髪の歌の始まり
黒髪を詠んだ最初の歌が登場するのは、日本最古の歌集である『万葉集』の第2巻に聞かされた「石之日売(いわのひめ)」の歌です。仁徳天皇の皇后、磐姫皇后(石之日売 いわのひめ)の作品と伝えられていますが、実際には伝承歌として親しまれています。そして、霜が降りるように時間が経っても、相手を待ち続ける様子が描かれている相聞歌(恋愛に関する歌)です。

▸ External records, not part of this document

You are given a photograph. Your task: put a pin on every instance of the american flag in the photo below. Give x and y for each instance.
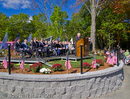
(17, 37)
(112, 59)
(22, 64)
(5, 63)
(94, 62)
(67, 63)
(4, 44)
(109, 58)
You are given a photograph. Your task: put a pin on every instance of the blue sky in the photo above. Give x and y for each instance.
(10, 7)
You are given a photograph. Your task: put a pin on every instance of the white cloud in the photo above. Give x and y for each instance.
(16, 4)
(30, 18)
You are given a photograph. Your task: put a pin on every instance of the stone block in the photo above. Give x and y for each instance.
(55, 85)
(65, 84)
(4, 87)
(95, 86)
(85, 94)
(70, 89)
(18, 90)
(61, 91)
(1, 81)
(92, 93)
(80, 88)
(98, 80)
(105, 90)
(39, 91)
(76, 95)
(88, 87)
(57, 96)
(99, 92)
(44, 84)
(67, 96)
(50, 91)
(28, 91)
(11, 88)
(91, 81)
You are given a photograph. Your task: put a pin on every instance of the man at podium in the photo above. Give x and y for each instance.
(76, 39)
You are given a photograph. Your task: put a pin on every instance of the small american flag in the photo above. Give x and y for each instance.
(22, 64)
(109, 58)
(94, 62)
(67, 63)
(5, 63)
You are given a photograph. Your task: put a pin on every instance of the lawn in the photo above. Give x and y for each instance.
(73, 63)
(76, 63)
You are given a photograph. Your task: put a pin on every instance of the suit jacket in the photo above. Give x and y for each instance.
(25, 46)
(17, 46)
(41, 44)
(77, 38)
(35, 45)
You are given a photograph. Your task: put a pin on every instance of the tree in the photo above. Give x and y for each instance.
(94, 7)
(58, 20)
(111, 26)
(46, 6)
(17, 24)
(3, 25)
(39, 22)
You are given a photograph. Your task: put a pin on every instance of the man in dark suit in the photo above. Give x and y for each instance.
(18, 47)
(78, 37)
(35, 46)
(26, 48)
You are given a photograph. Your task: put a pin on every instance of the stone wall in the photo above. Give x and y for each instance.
(67, 86)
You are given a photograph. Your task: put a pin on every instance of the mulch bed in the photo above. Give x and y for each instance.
(70, 71)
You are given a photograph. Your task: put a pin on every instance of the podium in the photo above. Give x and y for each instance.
(84, 43)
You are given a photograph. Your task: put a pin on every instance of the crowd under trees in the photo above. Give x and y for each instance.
(107, 22)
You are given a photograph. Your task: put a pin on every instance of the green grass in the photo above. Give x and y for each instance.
(73, 63)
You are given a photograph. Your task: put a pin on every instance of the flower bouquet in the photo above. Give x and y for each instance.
(99, 62)
(86, 65)
(57, 67)
(45, 71)
(36, 67)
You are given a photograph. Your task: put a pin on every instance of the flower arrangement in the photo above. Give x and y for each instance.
(45, 71)
(86, 65)
(99, 61)
(57, 67)
(36, 67)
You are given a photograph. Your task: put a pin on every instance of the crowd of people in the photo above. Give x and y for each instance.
(123, 55)
(43, 47)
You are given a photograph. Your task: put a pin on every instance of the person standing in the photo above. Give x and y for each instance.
(26, 48)
(78, 37)
(18, 48)
(35, 46)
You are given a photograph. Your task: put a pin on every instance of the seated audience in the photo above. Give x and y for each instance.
(57, 48)
(26, 48)
(35, 46)
(18, 47)
(41, 49)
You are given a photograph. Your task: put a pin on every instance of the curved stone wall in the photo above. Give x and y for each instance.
(67, 86)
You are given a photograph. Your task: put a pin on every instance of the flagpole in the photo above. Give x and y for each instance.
(9, 59)
(81, 60)
(67, 63)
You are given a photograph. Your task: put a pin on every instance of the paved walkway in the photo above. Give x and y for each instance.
(124, 91)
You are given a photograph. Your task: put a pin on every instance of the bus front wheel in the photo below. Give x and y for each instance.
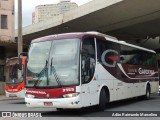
(103, 100)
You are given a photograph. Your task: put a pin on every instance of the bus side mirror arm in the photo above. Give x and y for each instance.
(20, 59)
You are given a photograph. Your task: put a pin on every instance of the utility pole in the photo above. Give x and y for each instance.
(20, 41)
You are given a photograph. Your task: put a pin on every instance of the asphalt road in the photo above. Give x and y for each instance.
(90, 113)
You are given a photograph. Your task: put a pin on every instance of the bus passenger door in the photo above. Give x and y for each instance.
(88, 62)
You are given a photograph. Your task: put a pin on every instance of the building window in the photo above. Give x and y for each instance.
(3, 21)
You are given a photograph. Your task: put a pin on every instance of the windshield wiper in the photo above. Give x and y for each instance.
(40, 74)
(55, 74)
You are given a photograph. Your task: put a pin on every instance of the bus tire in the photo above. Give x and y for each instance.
(102, 100)
(147, 95)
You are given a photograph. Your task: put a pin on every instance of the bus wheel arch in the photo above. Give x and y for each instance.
(104, 97)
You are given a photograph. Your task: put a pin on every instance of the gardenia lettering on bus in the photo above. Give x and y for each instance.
(145, 71)
(36, 92)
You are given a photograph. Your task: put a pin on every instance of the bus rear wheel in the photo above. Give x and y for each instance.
(103, 100)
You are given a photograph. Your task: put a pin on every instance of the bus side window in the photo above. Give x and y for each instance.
(88, 60)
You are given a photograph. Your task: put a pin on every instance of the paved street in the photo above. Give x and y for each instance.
(126, 105)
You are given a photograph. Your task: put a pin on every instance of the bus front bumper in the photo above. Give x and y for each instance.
(73, 102)
(20, 94)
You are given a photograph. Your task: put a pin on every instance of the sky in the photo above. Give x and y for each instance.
(28, 7)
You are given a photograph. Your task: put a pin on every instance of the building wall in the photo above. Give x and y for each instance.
(45, 12)
(7, 8)
(6, 38)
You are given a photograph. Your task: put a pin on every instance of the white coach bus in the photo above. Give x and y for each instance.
(76, 70)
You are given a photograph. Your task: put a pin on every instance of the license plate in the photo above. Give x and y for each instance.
(48, 104)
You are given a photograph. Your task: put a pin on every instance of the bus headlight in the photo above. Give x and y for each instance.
(30, 96)
(70, 95)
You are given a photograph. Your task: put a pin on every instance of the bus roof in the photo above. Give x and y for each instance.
(81, 34)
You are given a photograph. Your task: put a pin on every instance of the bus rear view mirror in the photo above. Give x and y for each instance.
(20, 59)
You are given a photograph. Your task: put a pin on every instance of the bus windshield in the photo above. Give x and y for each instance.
(53, 63)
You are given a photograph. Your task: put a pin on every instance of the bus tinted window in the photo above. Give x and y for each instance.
(134, 56)
(88, 59)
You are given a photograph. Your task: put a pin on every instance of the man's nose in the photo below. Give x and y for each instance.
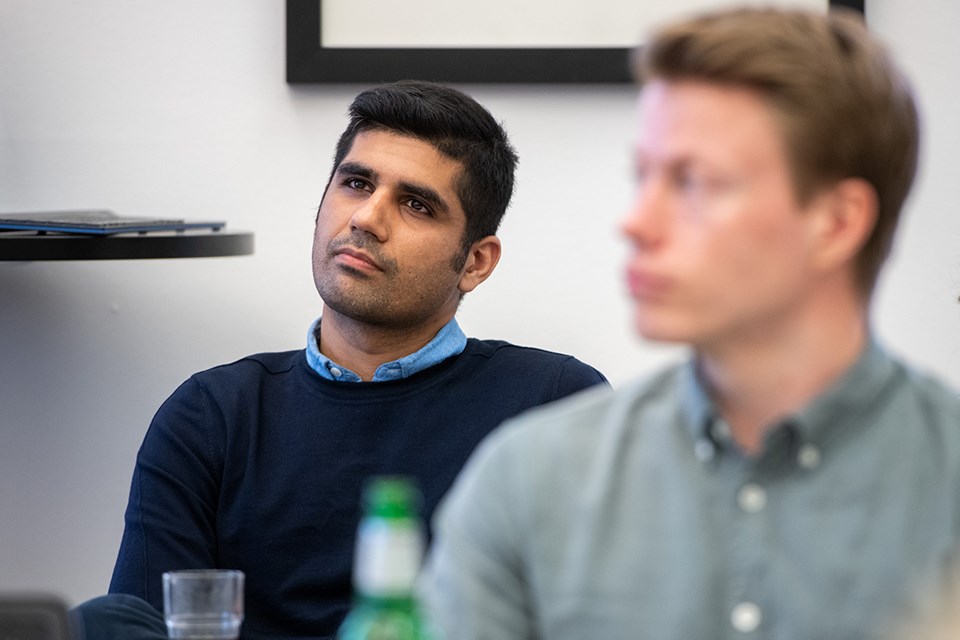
(646, 221)
(373, 217)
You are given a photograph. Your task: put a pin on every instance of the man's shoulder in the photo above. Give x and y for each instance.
(509, 354)
(255, 365)
(579, 418)
(930, 393)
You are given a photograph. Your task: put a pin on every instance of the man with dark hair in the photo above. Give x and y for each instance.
(258, 465)
(792, 479)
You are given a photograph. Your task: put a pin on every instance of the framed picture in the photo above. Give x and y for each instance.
(494, 41)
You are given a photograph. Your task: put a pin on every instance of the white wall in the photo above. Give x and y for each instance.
(180, 108)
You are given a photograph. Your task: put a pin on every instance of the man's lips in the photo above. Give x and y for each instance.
(643, 284)
(357, 259)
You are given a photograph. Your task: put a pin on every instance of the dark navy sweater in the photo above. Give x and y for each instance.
(258, 465)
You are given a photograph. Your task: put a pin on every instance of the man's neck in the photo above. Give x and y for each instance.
(756, 380)
(362, 348)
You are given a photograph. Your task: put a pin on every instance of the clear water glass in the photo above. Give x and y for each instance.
(205, 604)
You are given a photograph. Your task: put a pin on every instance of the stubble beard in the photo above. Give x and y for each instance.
(382, 300)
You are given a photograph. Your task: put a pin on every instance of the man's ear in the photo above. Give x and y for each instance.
(481, 261)
(845, 217)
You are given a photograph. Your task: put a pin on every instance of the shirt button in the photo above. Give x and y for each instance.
(752, 498)
(745, 617)
(703, 450)
(808, 457)
(721, 430)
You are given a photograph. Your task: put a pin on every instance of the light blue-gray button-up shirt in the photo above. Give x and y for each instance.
(448, 342)
(632, 514)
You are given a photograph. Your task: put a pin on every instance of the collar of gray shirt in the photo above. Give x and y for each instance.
(820, 420)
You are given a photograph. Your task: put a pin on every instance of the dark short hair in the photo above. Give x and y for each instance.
(458, 127)
(847, 110)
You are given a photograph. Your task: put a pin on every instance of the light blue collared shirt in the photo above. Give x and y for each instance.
(449, 341)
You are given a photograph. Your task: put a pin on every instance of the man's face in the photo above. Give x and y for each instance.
(720, 246)
(388, 230)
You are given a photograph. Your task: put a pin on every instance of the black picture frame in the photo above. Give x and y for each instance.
(309, 62)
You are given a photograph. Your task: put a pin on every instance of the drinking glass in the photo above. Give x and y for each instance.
(203, 604)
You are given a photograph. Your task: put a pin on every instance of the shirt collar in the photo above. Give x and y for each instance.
(828, 412)
(448, 342)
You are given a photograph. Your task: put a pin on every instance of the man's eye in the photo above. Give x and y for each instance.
(418, 206)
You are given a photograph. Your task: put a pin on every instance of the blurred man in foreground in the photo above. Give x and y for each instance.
(793, 480)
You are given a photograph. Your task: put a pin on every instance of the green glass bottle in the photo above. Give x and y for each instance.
(390, 545)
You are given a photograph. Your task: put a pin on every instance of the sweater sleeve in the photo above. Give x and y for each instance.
(576, 376)
(170, 521)
(474, 585)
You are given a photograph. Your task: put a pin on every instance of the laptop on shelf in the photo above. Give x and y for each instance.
(100, 222)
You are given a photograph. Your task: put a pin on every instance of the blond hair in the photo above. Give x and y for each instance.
(847, 110)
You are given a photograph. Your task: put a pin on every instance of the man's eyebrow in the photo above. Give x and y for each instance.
(356, 169)
(428, 195)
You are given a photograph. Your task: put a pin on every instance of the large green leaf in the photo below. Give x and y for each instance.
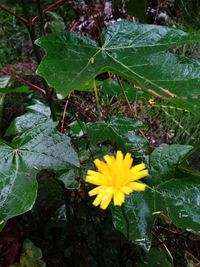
(37, 114)
(179, 199)
(118, 130)
(137, 9)
(169, 191)
(136, 52)
(41, 147)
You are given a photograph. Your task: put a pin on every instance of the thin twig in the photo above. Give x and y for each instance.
(35, 19)
(64, 112)
(96, 97)
(14, 76)
(166, 248)
(129, 105)
(125, 96)
(23, 20)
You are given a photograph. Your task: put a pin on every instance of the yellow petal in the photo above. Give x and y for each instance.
(118, 198)
(128, 161)
(95, 180)
(119, 157)
(138, 168)
(98, 199)
(95, 191)
(137, 186)
(139, 175)
(126, 189)
(101, 166)
(105, 201)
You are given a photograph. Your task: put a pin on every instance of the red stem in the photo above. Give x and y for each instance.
(23, 20)
(35, 19)
(64, 112)
(23, 81)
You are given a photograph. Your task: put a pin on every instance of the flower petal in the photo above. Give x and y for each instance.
(98, 198)
(128, 161)
(118, 198)
(105, 201)
(139, 175)
(138, 168)
(137, 186)
(95, 180)
(126, 189)
(95, 191)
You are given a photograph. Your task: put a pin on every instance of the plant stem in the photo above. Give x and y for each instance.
(125, 96)
(31, 30)
(2, 97)
(23, 20)
(64, 112)
(127, 222)
(23, 81)
(96, 97)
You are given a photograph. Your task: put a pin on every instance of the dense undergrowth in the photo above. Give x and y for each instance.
(85, 87)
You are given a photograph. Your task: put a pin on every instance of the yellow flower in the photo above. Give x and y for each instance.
(115, 178)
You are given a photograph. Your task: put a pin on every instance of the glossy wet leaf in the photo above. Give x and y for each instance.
(41, 147)
(31, 256)
(112, 88)
(37, 114)
(178, 198)
(137, 9)
(4, 80)
(137, 52)
(69, 179)
(134, 220)
(22, 89)
(164, 160)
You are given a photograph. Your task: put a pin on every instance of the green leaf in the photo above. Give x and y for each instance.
(56, 24)
(113, 89)
(37, 114)
(164, 161)
(31, 256)
(136, 52)
(4, 80)
(137, 9)
(134, 220)
(117, 129)
(22, 89)
(42, 147)
(165, 194)
(69, 179)
(155, 258)
(179, 199)
(18, 186)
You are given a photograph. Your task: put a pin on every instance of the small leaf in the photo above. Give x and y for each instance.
(4, 80)
(69, 179)
(37, 114)
(134, 220)
(31, 256)
(155, 258)
(164, 161)
(22, 89)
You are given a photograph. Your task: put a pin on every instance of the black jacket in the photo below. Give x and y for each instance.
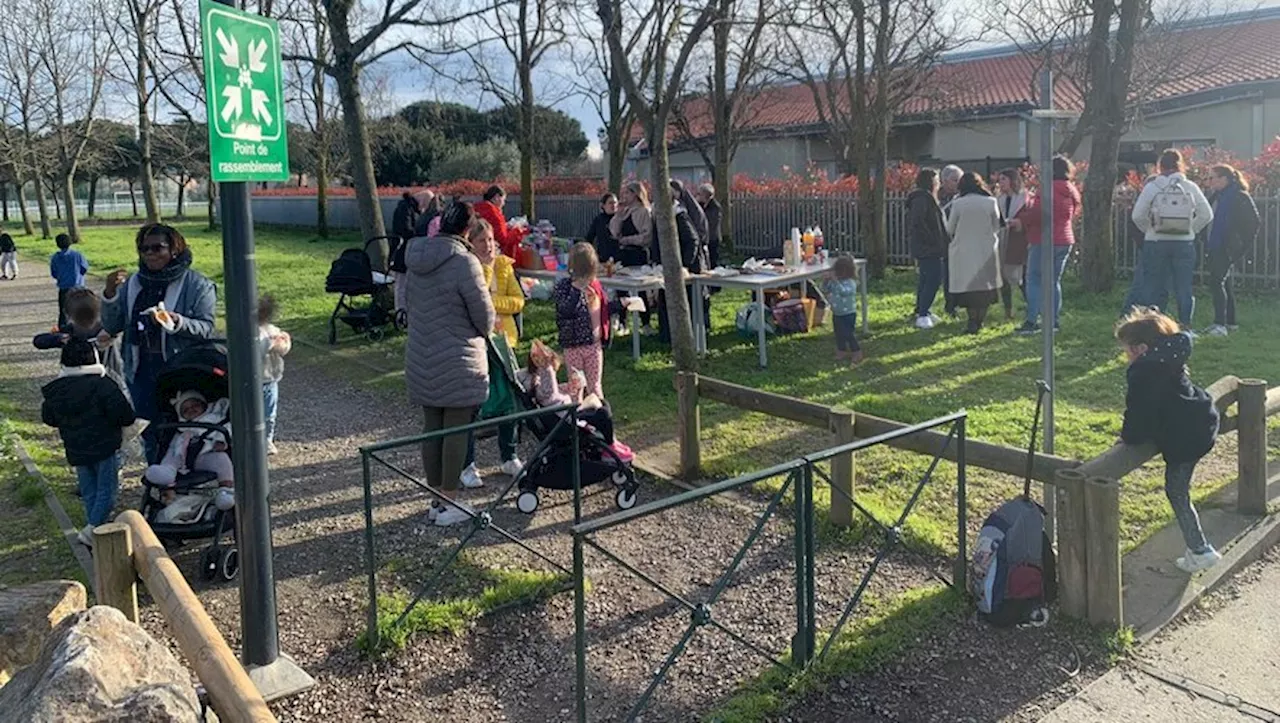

黒髪は、古代から女性の美しさを表すものとして重要な象徴とされてきました。 黒く長い髪は、清らかさや若さ、そして恋する女性の情熱を象徴するものとして、多くの和歌や短歌に詠まれました。これにより、黒髪が特に恋愛や男女の情愛を象徴するとして使われていたことが表現できます。
『万葉集』における黒髪は、現代の私たちにとっても、日本の伝統的な美意識の一部として残っています。 黒髪が恋の歌に登場するのも、その象徴的な意味合いからであり、女性が恋に身を焦がす様子や、恋のために待っています継続的な心情が暗いという形で表現されていたのです。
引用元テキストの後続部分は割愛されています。